USA dają Ukrainie zielone światło dla uderzeń w głąb Rosji
Prezydent Ukrainy Wołodymyr Zełenski zwrócił się do USA o sprzedaż Tomahawków krajom europejskim, które mogłyby następnie przekazać je Ukrainie, podała Agencja Reutera. JD Vance w programie „Fox News Sunday” stwierdził, że ostateczną decyzję w sprawie ewentualnej zgody na taki układ podejmie prezydent USA Donald Trump. „Z pewnością analizujemy szereg próśb ze strony Europejczyków” – powiedział. Wiceprezydent USA dodał również, że rosyjska inwazja na Ukrainę utknęła w martwym punkcie i w ostatnim czasie przyniosła niewielkie zdobycze terytorialne. „Od samego początku tej administracji aktywnie zabiegamy o pokój, ale Rosjanie muszą się obudzić i zaakceptować rzeczywistość. Ginie wielu ludzi. Niewiele mają z tego do pokazania” – przekazał.
Informacje o potencjalnym przekazaniu pocisków manewrujących dalekiego zasięgu Tomahawk, które mogą razić cele na dystansie nawet 1600 km, zbiegły się deklaracjami Amerykanów o możliwości przeprowadzania ataków dalekiego zasięgu na terytorium Rosji. Specjalny wysłannik USA ds. Ukrainy Keith Kellogg w telewizji Fox News, w wywiadzie udzielonym 28 września powiedział, że Waszyngton zezwala na konkretne przypadki, w których Ukraina może przeprowadzać tego typu uderzenia.
„Odpowiedź brzmi: tak, należy korzystać z możliwości uderzeń w głąb, nie ma czegoś takiego jak strefy nietykalne” - stwierdził Kellogg, odpowiadając na pytanie, czy stanowisko prezydenta USA Donalda Trumpa zakłada, że Ukraina może prowadzić ataki dalekiego zasięgu. „Ostateczna decyzja, czy Ukraina może przeprowadzać ataki dalekiego zasięgu na terytorium Rosji, należy do Trumpa i jest podejmowana indywidualnie w każdym przypadku” – dodał Kellog. W trakcie wywiadu podkreślił też, że ostateczna decyzja w sprawie Tomahawków dla Ukrainy jeszcze nie zapadła, ale faktycznie Wołodymyr Zełenski poprosił Donalda Trumpa o przekazanie tego typu pocisków.

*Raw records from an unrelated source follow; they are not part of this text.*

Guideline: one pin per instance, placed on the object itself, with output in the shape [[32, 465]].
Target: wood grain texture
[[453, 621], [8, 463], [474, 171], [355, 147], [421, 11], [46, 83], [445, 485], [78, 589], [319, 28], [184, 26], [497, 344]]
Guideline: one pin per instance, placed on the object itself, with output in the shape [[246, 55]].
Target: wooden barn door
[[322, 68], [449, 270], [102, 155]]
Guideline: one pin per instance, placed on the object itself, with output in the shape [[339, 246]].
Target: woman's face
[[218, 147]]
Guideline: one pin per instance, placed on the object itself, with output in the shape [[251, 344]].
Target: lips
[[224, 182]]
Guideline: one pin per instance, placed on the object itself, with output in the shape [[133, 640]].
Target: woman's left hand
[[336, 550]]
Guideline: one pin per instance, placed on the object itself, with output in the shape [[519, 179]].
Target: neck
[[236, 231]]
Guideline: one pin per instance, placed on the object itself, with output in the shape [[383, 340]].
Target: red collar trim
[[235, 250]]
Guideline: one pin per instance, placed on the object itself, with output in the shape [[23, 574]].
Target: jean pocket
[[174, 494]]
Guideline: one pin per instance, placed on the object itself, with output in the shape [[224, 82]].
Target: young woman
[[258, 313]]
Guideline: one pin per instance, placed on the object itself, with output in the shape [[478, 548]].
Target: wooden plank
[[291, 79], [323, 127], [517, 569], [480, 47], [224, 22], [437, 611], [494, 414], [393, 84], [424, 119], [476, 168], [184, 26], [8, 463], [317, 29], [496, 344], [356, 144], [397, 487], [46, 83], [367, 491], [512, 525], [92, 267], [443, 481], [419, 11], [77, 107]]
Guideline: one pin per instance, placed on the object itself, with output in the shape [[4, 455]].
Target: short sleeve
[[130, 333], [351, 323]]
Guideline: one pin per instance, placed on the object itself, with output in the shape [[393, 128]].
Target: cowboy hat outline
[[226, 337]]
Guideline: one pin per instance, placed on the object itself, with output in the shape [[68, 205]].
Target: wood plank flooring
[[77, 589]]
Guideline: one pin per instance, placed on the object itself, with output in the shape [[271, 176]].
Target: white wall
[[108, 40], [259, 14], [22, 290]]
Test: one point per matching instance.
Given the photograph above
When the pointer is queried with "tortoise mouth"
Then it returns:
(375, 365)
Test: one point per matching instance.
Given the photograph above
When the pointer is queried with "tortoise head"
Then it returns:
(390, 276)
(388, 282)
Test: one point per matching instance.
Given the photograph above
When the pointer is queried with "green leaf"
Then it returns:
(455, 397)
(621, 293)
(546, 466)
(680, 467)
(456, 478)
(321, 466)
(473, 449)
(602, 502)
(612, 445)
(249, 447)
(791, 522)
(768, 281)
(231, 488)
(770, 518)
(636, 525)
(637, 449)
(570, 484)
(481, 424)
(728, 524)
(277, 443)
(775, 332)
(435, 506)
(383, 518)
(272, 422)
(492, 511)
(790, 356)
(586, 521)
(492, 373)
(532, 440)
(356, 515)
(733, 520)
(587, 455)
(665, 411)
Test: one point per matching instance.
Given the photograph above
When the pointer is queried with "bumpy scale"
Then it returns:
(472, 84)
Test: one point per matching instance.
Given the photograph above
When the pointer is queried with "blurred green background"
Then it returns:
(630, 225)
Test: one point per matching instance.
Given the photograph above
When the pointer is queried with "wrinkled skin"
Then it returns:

Możliwość przekazania Tomahawków Ukrainie nie umknęła uwadze Rosji. W poniedziałek, 29 września rzecznik Kremla Dmitrij Pieskow oświadczył: „Rosyjscy specjaliści wojskowi monitorują kwestię ewentualnych dostaw amerykańskich rakiet dalekiego zasięgu Tomahawk Ukrainie". Wyraził też przekonanie, że nawet jeśli Tomahawki zostaną przekazane Ukrainie, nie zmieni to sytuacji na polu walki.
Tomahawki dla Ukrainy
Tomahawki mogłyby trafić na Ukrainę w ramach inicjatywy PURL (ang. Prioritised Ukraine Requirements List), koordynowanej przez NATO, której celem jest przekazywanie Kijowowi amerykańskiego sprzętu, finansowanego przez państwa europejskie. Te pociski manewrujące są przeznaczone przede wszystkim do precyzyjnych uderzeń na cele lądowe z dużej odległości. System powstał w latach 70. i od tamtej pory był stopniowo modernizowany. Obecne warianty, czyli m.in. Block IV i Block V dysponują zaawansowanym systemem nawigacji INS/GPS, TERCOM, DSMAC, możliwością przekierowania w locie, oraz różnymi typami głowic bojowych. Zasięg Tomahawków jest zależny od wariantu, ale może wynosić nawet do 2,5 tys. km.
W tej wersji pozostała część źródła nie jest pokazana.